O futebol tem audiência, como agora se diz. Incalculável audiência, e por isso todos se lhe querem colar para dele  se servirem e alguma coisa dizerem, sem, no entanto, terem uma noção exata do que dizem, nomeadamente  a propósito do anúncio da atribuição oficial a Portugal da fase decisiva da Liga dos Campeões da UEFA de 2020, numa versão arrojada e nunca experimentada, que acolhe, no mesmo país e na mesma cidade, além da final, os quartos de final e as meias-finais, em que os oito melhores clubes europeus realizam sete jogos para apurarem o campeão europeu, nos estádios de Alvalade e da Luz.

Os profetas da desgraça logo espalharam o pânico perante a  ameaça de uma catástrofe se os jogos da Champions tiverem  público - algum terão, mas em matéria de segurança a UEFA não tem por hábito facilitar - e apressaram-se em prenunciar ventos  e marés face à eventualidade de o controlo da epidemia descambar. Tudo pode acontecer, mas parece-me que, pelos primeiros sinais, as grandes preocupações deverão concentrar-se mais nas festas e festinhas dos centros urbanos e nos habituais excessos  comportamentais nas noites do verão algarvio.

A Champions terá convidados, dos clubes, das federações, dos patrocinadores e da própria UEFA, além muitos jornalistas e do que isso poderá significar na divulgação da boa imagem do País, com  retorno garantido, mas a histeria é tamanha que, de entre as figuras desse comentário sábio,  pareceu-me ouvir alguém proclamar, de nariz empinado, como fica bem, que se lixe o turismo. Palmas? Não teve, porque a baboseira foi enorme.

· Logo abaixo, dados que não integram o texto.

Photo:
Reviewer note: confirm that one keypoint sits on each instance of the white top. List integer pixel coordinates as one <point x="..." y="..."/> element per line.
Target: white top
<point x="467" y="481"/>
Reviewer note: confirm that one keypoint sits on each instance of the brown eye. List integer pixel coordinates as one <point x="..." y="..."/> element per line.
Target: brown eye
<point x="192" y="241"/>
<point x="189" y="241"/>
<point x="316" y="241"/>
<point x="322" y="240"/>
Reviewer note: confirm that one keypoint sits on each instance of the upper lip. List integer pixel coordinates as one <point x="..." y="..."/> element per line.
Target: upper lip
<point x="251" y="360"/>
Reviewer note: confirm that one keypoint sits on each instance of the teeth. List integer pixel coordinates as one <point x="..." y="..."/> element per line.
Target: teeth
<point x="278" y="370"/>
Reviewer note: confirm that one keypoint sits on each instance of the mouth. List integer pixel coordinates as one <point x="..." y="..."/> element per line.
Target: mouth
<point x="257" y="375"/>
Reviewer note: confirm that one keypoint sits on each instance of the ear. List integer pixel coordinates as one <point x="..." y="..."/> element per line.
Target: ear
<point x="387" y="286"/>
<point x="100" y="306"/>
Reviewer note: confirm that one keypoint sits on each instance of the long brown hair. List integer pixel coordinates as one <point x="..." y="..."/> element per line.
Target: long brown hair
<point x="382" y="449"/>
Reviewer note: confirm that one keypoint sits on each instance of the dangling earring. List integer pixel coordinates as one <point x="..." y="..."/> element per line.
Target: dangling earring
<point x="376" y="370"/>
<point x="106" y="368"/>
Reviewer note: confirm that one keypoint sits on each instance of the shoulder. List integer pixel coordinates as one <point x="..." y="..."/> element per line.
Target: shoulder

Existem sempre riscos, porque, como dizem os especialistas, o vírus continua por aí, mas, em concreto, quanto aos medos anunciados por causa dos jogos de futebol marcados para agosto, não só não se justifica  a gritaria instalada, como o risco não é comparável à estupidez das concentrações selvagens em Carcavelos, na baixa do Porto, em Braga ou em Lagos; nem ao incumprimento básico das recomendações de segurança, que obrigou ao encerramento de mais de três dezenas de estabelecimentos na região de Sintra e ao reforço de medidas de contenção entretanto decretadas pelo Governo.

O problema está à vista e precisa ser atacado com  dureza.  O futebol, como é costume, dá jeito para distrair e desviar as atenções daquilo que não interessa aos políticos, muito hábeis em definirem as regras nesse jogo de ilusões. Até o conselheiro de Estado Francisco Louçã surpreendeu por revelar-se igualmente atento ao fenómeno do pontapé bola e  ao manifestar a sua indignação em consequência de uma norma da FPF sobre a regulação do futebol feminino, esperando eu que o  artigo da professora Mónica Jorge - publicado em A BOLA -  e o esclarecimento de Carla Couto, a jogadora mais internacional e delegada do Sindicato dos Jogadores,  tenham contribuído para o serenar.

Voltando ao cerne do assunto:  a atribuição da fase final da Liga dos Campeões a Portugal é muito significativa pelos evidentes benefícios que trará a setores debilitados pela pandemia e pelo forte contributo que dará na retoma da economia. Terá reflexos positivos ainda na projeção do País, durante duas semanas colocado no centro do mundo, dado o inusitado interesse que a competição suscita em todos os continentes.

Acerca da organização, a máquina rigorosa da  UEFA e o selo de qualidade  da FPF asseguram o sucesso da operação.